L'annonce de ce triste cap intervient dans un contexte de multiplication des foyers de contagion. Alors que l'épicentre initial de l'épidémie se situait dans les provinces du Nord-Kivu et de l'Ituri, la maladie s'est propagée ces dernières semaines à d'autres zones géographiques. Des cas ont notamment été signalés dans une grande agglomération de l'est du pays, ainsi que dans la ville de Kisangani, suscitant l'inquiétude des experts en santé publique. L'extension de l'épidémie à une quatrième province avait déjà été confirmée fin juin.

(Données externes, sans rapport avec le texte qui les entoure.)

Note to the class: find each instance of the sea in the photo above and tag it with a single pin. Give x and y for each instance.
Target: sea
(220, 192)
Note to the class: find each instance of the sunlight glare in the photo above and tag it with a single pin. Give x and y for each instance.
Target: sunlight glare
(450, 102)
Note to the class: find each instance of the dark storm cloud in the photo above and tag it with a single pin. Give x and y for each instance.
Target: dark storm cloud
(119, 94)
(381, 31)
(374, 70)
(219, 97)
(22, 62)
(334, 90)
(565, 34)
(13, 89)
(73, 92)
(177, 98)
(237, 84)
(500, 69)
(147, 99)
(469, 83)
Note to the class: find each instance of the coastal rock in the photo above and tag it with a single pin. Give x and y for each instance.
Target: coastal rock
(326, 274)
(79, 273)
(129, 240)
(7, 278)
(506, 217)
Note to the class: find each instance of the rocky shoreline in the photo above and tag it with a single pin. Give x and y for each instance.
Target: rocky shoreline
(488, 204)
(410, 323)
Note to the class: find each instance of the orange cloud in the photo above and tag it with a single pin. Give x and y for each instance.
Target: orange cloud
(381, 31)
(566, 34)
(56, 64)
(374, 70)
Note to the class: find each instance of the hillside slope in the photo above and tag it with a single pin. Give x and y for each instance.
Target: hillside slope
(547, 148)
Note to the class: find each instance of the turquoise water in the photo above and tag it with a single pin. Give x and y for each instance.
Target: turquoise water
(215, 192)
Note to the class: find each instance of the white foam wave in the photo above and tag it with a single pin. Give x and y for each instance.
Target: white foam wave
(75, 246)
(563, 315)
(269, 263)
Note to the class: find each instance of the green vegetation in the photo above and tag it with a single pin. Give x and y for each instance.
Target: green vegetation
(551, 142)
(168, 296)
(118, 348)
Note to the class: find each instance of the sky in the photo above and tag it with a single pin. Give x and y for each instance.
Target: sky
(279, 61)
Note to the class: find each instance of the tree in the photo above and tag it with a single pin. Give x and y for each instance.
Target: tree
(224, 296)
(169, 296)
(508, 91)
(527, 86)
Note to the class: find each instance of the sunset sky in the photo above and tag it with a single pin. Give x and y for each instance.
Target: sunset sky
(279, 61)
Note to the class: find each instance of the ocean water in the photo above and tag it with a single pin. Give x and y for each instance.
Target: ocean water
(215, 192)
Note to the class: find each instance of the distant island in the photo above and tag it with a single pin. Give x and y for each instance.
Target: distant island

Un bilan qui s'alourdit rapidement
Les chiffres publiés par l'OMS font état de plus de 500 décès confirmés et probables, sur un total de plusieurs centaines de cas recensés à travers le pays. La progression du nombre de contaminations et de décès s'est accélérée au cours du dernier mois. Le cap des 400 morts avait été franchi au début du mois de juillet, et celui des 300 décès quelques jours auparavant. Cette accélération coïncide avec la détection de premiers cas dans de nouvelles localités, où les capacités de réponse sanitaire sont parfois limitées.
Réactions et mobilisation
Face à cette situation, les autorités congolaises et les organisations internationales ont renforcé leurs dispositifs de lutte contre l'épidémie. Des essais cliniques de nouveaux traitements et vaccins ont été lancés par l'OMS dans les zones touchées, tandis que des renforts logistiques, comprenant des dizaines de tonnes de matériel médical, ont été déployés par des agences onusiennes et l'Union européenne. Par ailleurs, des visites de responsables politiques étrangers, comme celle du président sud-africain Cyril Ramaphosa à Kinshasa, ont permis de réaffirmer la solidarité régionale dans la réponse à la crise.
Les défis de la riposte
La lutte contre l'épidémie se heurte à plusieurs obstacles. La mobilité des populations, l'insécurité persistante dans certaines zones de l'est du pays, et la défiance d'une partie de la population envers les équipes médicales compliquent les opérations de surveillance, de dépistage et de vaccination. Les autorités sanitaires appellent à une intensification de la coordination entre les acteurs locaux et internationaux pour endiguer la propagation du virus, alors que le nombre de victimes continue de s'alourdir.